これからの新しい福祉を創り、一緒に滋賀の福祉をけん引しましょう

滋賀の縁創造実践センター
社会福祉法人滋賀県社会福祉協議会

会長渡邉 光春(わたなべみつはる)

 滋賀の福祉を支える人々の不足という課題は、今後の「誇りある滋賀の福祉をどのようにしていくのか」という問題提起ともいえます。
 滋賀県社会福祉協議会は令和4年(2022年)に創立70周年を迎えるにあたり、この提起に応える展望ならびに福祉実践の社会的価値の発信拠点として「えにしアカデミー」を記念事業として取り組むこととしました。
 これからの新しい福祉を創っていくため、意思ある人の福祉の専門性を深め、福祉の専門性の社会的評価や職業イメージを高めるものとして構想し、多様で多彩なフェローのもと「幅広い汎用性のある専門性や人間性に満ちた共感力で明日の滋賀の福祉をけん引する実践研究の場」として令和3年(2021年)10月に開学します。
 アカデミーに集う福祉人の自己実現が「えにしアカデミーの実践」の中で磨きをかけ、その輪が広がり、それぞれの福祉分野・事業所のキャリアパスとして位置づけられることに尽力していくことをお誓いするものです。

上野谷 加代子

学び人とフェローが共に育ちあう場、「幸せ探しと幸せ創り」をリードしましょう

えにしアカデミー

学長上野谷 加代子(うえのやかよこ)
(同志社大学名誉教授)

 私たちは、これから産まれてくる子どもたちに「幸せな社会」を残すことができるでしょうか?
 だれもが、「共感」や「支えあい、助け合い」、「つながる喜び、楽しさ」を生活の中で体験し、その理念・価値を学び、そして誕生を祝福され、命を全うするときには、互いに「ありがとう」と感謝しあうことを権利として、また文化として認めあえる、そのような社会を創りたいと願っています。
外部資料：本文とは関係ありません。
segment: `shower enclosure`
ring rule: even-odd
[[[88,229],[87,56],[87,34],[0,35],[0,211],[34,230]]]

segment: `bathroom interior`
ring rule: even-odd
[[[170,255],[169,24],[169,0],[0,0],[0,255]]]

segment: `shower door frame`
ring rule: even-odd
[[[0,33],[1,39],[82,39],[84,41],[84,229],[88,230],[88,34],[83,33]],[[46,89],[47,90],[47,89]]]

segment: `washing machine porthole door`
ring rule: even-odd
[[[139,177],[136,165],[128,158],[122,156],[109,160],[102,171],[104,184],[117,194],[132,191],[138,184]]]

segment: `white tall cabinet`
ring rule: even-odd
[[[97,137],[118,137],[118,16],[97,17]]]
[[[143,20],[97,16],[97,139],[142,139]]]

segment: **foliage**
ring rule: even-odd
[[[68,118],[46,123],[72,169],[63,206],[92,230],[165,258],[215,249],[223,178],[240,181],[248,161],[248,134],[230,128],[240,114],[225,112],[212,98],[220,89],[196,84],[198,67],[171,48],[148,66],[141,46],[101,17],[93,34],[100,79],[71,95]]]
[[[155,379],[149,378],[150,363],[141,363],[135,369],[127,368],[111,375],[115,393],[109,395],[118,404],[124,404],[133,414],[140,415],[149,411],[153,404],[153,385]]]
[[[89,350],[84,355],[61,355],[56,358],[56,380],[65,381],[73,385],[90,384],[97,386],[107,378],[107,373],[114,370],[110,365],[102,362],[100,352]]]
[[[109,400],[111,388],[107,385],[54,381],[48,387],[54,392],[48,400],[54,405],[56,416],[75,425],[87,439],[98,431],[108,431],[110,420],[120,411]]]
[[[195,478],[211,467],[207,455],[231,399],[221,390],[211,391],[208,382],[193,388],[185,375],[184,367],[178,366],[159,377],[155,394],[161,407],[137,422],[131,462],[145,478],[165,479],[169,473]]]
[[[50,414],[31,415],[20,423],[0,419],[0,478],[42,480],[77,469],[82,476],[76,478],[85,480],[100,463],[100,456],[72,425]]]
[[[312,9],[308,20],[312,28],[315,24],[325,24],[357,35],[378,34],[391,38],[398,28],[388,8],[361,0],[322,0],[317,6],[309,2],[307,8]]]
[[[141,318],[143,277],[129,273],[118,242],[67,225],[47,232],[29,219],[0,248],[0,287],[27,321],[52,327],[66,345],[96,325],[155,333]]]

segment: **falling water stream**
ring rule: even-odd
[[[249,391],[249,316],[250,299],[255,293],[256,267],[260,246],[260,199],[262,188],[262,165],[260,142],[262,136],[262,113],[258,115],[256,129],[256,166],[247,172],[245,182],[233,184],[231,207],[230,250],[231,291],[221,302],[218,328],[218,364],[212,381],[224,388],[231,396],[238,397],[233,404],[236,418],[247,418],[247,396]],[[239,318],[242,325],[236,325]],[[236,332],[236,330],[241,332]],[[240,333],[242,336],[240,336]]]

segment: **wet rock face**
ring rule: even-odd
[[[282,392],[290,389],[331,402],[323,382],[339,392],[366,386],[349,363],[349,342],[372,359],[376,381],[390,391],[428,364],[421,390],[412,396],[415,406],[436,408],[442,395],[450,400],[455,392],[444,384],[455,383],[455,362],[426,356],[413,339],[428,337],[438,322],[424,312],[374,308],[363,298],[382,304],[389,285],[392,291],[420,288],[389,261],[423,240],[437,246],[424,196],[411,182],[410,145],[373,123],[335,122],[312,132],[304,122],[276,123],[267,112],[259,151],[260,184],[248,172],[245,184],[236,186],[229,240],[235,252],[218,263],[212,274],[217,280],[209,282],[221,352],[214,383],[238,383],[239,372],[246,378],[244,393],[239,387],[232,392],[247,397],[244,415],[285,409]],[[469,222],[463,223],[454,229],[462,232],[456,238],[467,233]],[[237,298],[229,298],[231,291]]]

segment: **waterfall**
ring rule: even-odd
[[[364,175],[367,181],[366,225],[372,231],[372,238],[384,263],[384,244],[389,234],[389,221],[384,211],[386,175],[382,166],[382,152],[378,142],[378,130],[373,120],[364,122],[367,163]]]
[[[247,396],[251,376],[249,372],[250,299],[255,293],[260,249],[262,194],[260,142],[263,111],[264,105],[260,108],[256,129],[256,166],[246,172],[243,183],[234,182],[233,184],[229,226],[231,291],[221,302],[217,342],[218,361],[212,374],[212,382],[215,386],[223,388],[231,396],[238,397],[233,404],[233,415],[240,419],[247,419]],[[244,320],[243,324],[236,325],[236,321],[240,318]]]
実現のためには、理念と高度な知識、技術の獲得そして多くの仲間が必要です。
 第一歩として、私たちは「えにしアカデミー」を設立いたします。すべての人の「幸せ探しと幸せ創り」をリードする高度な福祉人に成っていくことを応援する“拠点”です。
学び人とフェロー(講師)が、共に育ちあう場でもあります。新しい学びのカタチの創造です。
 小さく産まれましたが、皆様方のお力を得て、大きく育てていただきますようお願い申し上げます。

三日月 大造

誰一人取り残さない共生社会の実現にむけて、えにしアカデミーに期待しています

滋賀県知事
えにしアカデミー

名誉顧問三日月 大造(みかづきたいぞう)

 全ての人が他者の生きづらさに気づき、自覚者となり、自ら責任をもって実践にうつす。そうした社会福祉の実践を目の当たりにして人々の中に、ひとの幸せを願い、思いやる共感の心が育っていく。
 その共感と連帯によって「誰一人取り残さない共生社会」が実現する・・・そういう滋賀を目指していきたいと考えています。
 「えにしアカデミー」が良き実践者の道場となることを大いに期待しています。
一緒にがんばりましょう。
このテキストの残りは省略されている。